The Diggle-Kenward selection RI-CLPM model was used as a sensitivity analysis of the MAR assumption. As shown in , modeling missingness under the MNAR scenario did not affect the autoregressive and reciprocal parameter estimates. It should also be noted that missingness was not related to AB and COG scores at the current (T) and the previous (T-1) measurement occasion.

The bi-factor (S-1) model with symptoms of depression as the general factor, and the AB and COG items as the two residual factors provided evidence for discriminant validity between constructs. The ECV value was .46, and relative omegas were 81% and 98% for respectively the subscale scores of AB and COG. Accounting for within-person scores of depressive symptoms at t-1 did not alter the overall results found in the previous analyses (). AB remained a predictor of COG, but the standardized effects of AB on COG did become somewhat smaller (T1: β = .19, T2: β = .35, T3: β = .36, T4: β = .36, T5: β = .38). Depressive symptoms (T-1) did not predict AB(T) and COG(T).

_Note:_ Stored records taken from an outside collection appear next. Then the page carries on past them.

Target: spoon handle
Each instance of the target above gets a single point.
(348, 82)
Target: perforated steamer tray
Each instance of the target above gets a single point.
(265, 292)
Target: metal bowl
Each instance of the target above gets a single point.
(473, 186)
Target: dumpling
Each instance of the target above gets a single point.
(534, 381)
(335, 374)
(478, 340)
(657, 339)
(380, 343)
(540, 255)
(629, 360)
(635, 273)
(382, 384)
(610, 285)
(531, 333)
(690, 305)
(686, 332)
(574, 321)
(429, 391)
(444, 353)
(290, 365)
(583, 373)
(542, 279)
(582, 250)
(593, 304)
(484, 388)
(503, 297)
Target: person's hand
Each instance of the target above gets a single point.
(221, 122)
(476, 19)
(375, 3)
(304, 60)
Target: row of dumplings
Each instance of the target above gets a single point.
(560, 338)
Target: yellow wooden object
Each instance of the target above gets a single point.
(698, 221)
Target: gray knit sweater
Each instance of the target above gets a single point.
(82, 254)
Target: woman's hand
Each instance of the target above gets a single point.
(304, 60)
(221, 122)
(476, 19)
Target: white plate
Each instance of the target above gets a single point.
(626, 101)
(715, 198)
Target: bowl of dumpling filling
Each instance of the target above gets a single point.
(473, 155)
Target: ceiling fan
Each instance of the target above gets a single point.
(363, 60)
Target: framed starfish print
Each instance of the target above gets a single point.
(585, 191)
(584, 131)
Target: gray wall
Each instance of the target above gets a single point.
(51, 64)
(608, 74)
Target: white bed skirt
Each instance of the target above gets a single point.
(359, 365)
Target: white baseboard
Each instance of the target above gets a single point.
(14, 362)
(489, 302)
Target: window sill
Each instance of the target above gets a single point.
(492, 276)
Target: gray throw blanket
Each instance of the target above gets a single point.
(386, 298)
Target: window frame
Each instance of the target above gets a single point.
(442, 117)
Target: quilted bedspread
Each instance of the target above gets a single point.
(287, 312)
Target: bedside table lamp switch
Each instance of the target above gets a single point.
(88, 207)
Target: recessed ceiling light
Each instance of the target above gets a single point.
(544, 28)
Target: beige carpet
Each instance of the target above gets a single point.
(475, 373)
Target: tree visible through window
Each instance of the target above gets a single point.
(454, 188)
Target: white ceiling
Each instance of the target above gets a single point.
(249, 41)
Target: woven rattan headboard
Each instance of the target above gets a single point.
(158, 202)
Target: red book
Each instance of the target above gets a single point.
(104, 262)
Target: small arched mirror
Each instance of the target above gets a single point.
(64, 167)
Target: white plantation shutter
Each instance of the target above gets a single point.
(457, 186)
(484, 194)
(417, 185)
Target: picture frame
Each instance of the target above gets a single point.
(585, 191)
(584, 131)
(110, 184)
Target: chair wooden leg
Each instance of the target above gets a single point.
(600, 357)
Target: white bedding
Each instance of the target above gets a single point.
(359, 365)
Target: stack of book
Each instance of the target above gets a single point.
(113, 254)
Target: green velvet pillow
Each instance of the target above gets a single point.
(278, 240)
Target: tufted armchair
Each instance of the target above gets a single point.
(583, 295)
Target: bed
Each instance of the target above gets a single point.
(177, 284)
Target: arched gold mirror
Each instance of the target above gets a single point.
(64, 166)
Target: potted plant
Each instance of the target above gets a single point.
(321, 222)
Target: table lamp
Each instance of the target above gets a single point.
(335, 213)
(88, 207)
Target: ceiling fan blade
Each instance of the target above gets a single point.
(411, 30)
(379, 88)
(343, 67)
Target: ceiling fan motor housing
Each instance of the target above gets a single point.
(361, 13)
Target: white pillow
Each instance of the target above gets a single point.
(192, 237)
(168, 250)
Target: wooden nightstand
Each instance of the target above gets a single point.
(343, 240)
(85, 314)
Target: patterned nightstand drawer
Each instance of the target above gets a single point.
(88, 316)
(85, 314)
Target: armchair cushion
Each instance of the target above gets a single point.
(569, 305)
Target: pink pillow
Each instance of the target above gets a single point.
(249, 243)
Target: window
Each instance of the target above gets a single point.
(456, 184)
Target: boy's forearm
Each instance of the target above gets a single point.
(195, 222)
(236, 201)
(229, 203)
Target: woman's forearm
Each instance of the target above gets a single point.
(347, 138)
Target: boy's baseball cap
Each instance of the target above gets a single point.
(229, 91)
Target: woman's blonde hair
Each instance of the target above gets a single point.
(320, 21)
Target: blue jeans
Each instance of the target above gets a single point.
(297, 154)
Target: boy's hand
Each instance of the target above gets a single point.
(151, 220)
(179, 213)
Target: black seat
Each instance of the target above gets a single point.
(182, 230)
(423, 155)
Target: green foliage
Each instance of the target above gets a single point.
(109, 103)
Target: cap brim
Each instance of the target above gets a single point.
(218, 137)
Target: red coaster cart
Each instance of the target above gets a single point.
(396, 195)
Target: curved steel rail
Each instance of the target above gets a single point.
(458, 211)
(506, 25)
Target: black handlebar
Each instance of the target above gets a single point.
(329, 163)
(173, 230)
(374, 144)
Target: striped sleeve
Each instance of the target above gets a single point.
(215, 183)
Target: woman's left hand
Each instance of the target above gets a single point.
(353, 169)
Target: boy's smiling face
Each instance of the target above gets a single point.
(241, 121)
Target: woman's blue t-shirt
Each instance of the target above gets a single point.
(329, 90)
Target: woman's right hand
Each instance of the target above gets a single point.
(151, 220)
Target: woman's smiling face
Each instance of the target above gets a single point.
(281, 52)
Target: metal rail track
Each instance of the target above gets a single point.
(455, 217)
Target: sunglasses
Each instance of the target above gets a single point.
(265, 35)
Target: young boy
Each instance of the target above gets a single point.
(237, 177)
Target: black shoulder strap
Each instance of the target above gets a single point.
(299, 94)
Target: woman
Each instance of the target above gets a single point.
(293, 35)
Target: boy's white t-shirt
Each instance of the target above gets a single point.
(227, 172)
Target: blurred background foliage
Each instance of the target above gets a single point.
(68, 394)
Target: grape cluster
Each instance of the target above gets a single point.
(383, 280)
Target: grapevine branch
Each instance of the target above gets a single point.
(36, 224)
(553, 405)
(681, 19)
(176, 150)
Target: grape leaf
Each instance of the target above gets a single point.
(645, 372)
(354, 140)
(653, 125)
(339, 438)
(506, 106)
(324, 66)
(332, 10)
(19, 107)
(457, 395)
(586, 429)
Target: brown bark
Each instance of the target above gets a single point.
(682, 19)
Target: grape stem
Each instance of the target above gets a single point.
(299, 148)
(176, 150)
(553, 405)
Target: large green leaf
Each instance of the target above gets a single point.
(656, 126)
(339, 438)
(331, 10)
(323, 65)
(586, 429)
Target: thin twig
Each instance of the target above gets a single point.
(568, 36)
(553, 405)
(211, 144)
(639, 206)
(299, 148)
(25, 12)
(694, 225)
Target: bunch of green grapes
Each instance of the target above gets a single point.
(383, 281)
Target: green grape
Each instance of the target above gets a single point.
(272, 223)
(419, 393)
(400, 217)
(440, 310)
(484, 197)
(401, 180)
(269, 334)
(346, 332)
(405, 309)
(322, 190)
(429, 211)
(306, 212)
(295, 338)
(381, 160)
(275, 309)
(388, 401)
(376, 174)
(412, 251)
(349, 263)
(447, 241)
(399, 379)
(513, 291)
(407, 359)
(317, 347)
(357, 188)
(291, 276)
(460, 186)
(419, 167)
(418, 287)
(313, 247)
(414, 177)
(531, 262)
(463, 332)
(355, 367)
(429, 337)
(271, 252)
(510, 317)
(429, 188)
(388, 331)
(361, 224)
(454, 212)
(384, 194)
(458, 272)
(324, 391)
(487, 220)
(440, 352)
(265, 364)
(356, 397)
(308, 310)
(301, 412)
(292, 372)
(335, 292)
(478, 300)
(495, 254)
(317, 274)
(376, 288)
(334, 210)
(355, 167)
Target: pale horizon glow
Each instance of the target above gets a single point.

When fitting the RI-CLPM to the subgroup of clients with baseline SPIN scores above the IAPT recommended cut-off (N = 321), the cross-lagged estimates changed somewhat, but the findings pointed in the same direction as the model based on the full sample (AB ON COG: b = .052; 95%CI .006, .098; p = .026, COG ON AB: b = 1.082; 95%CI .566, 1.598; p < .001). Increasing the cut-off to >15 (resembles >30 for SPIN-17 and reflects moderate levels of social anxiety) did not change these estimates.

Prediction of Outcome

The bi-factor (S-1) model with symptoms of anxiety as the general factor, and the AB and COG items as the two residual factors provided evidence for discriminant validity between constructs. The ECV value was .51, and relative omegas were 91% and 86% for respectively the subscale scores of AB and COG. Accounting for GAD, COG, and AB scores at (T-1), GAD scores at (T) were predicted by AB (b = 1.377; 95%CI .674, 2.079; p < .001) but not by COG (b = .106; 95%CI −.093, .305; p = .296). The effect of AB(T-1) on GAD(T) remained significant (b = .742; 95%CI .132, 1.351; p = .017) when controlling for depressive symptoms (T-1), which itself was a predictor of GAD (T) as well (b = .136; 95%CI .023, .248; p = .018).

Discussion

In this study we examined temporal associations between AB (avoidance behavior) and COG (cognitions) in several CLPMs in clients with symptoms of SAD. All except the traditional CLPM produced similar results, but it was the RI-CLPM that yielded the best fit to our data. This model indicated both significant between- and within-person level effects. At the between-level, clients with above-average levels of AB also reported more than average COG. At the within-level, AB predicted COG at subsequent measurement occasions, but not vice versa. In other words, at the within person level this means that when a person avoided more/less than he or she usually did, he or she also thought more/less negatively at the subsequent time-point than he or she usually did, independent from stable between-person differences (e.g. gender, treatment type, therapist) (Usami et al., Citation2019). The latter effect also persisted when controlling for the within-person effect of depression. At all but one occasion, the standardized cross-lagged effects of AB were significantly larger as compared to the cross-lagged effects of COG. Finally, AB, but not COG, showed a significant within-person relationship with subsequent general symptoms of anxiety, even after accounting for the within-person effect of depression.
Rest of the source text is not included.